Counting death certificates to estimate mortality would be a valid approach if

  • a) all deaths were recorded by a death certificate,
  • b) no certificates were issued for deaths that did not occur, and
  • c) all death certifictes could be obtained.

These conditions do not necessarily obtain in all countries even in peacetime, but they are particularly unlikely to hold in unstable countries like Iraq with weak administrative capacity and poor security. For this reason, estimates of mortality in conflict situations typically rely on surveying people directly rather than attempting to use likely incomplete official records. As discussed in this FAQ, the methodology used by the MIT/Bloomberg study is the standard approach to measuring mortality in insecure or unstable conditions.

In Iraq, the study's findings suggest that hospitals have continued to issue death certificates for a high proportion of deaths. This is likely to follow on from a tradition in which death certificates have been required for insurance and compensation claims, the payment of benefits, and for burial (see this FAQ). The interviewers carrying out the survey for the Lancet study were shown death certificates in 92 percent of the cases where they were asked for (and 80% of all deaths). This implies that a large number of death certificates have in fact been issued locally.

However, there is no reliable information indicating that locally issued death certificates are collected in central records. The capacity of the Iraq state was weak prior to the invasion and the war is likely to have affected (already weak) official functions to gather demographic statistics. Without reliable information to the contrary, any method that relied on the completeness of official records and administrative procuedures therefore would risk underestimating mortality.

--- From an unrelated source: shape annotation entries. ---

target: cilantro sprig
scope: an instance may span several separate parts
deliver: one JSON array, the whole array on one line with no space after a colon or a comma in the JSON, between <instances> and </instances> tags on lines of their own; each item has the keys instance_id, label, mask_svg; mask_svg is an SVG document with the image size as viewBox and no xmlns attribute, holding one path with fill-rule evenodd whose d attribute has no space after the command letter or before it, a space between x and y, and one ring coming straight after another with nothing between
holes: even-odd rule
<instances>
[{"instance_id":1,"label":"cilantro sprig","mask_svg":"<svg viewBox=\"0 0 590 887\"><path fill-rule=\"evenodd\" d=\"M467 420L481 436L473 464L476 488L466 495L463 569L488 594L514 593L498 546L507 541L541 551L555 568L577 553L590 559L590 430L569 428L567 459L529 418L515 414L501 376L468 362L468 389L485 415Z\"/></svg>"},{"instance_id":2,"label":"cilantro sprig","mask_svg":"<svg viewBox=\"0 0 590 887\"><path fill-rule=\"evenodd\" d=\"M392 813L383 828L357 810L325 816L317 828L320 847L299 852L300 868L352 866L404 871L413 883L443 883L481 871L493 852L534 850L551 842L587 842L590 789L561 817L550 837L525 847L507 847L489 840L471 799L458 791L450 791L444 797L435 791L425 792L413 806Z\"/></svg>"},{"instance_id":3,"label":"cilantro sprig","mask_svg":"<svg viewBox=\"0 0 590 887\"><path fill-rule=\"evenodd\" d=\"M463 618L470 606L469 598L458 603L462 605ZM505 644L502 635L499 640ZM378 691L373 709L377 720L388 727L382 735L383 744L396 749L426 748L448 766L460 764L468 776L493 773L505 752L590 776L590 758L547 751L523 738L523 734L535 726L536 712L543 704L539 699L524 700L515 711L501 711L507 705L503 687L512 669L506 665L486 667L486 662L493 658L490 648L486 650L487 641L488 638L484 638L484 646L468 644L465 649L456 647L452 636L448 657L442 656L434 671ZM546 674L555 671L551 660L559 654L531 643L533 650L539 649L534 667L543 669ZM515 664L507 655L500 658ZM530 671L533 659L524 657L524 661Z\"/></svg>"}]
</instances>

The risk of under-reporting using health-facilities, morgues, or similar methods is well-documented in previous studies. The authors note this in the article in the Lancet:

"Our estimate of excess deaths is far higher than those reported in Iraq through passive surveillance measures. This discrepancy is not unexpected. Data from passive surveillance are rarely complete, even in stable circumstances, and are even less complete during conflict, when access is restricted and fatal events could be intentionally hidden. Aside from Bosnia, we can find no conflict situation where passive surveillance recorded more than 20% of the deaths measured by population-based methods. In several outbreaks, disease and death recorded by facility-based methods underestimated events by a factor of ten or more when compared with population-based methods. In several outbreaks, disease and death recorded by facility-based methods underestimated events by a factor of ten or more when compared with population-based estimates."

Reliance on official stastistics is further complicated in Iraq by political considerations. Information about deaths is highly politically sensitive and may be difficult to obtain. One indication of this are reports that Iraqi Prime Minister Nuri al-Maliki ordered the Health Ministry in September 2006 not to disclose more figures about death rates in Iraq to the United Nations (see NY Times reporting.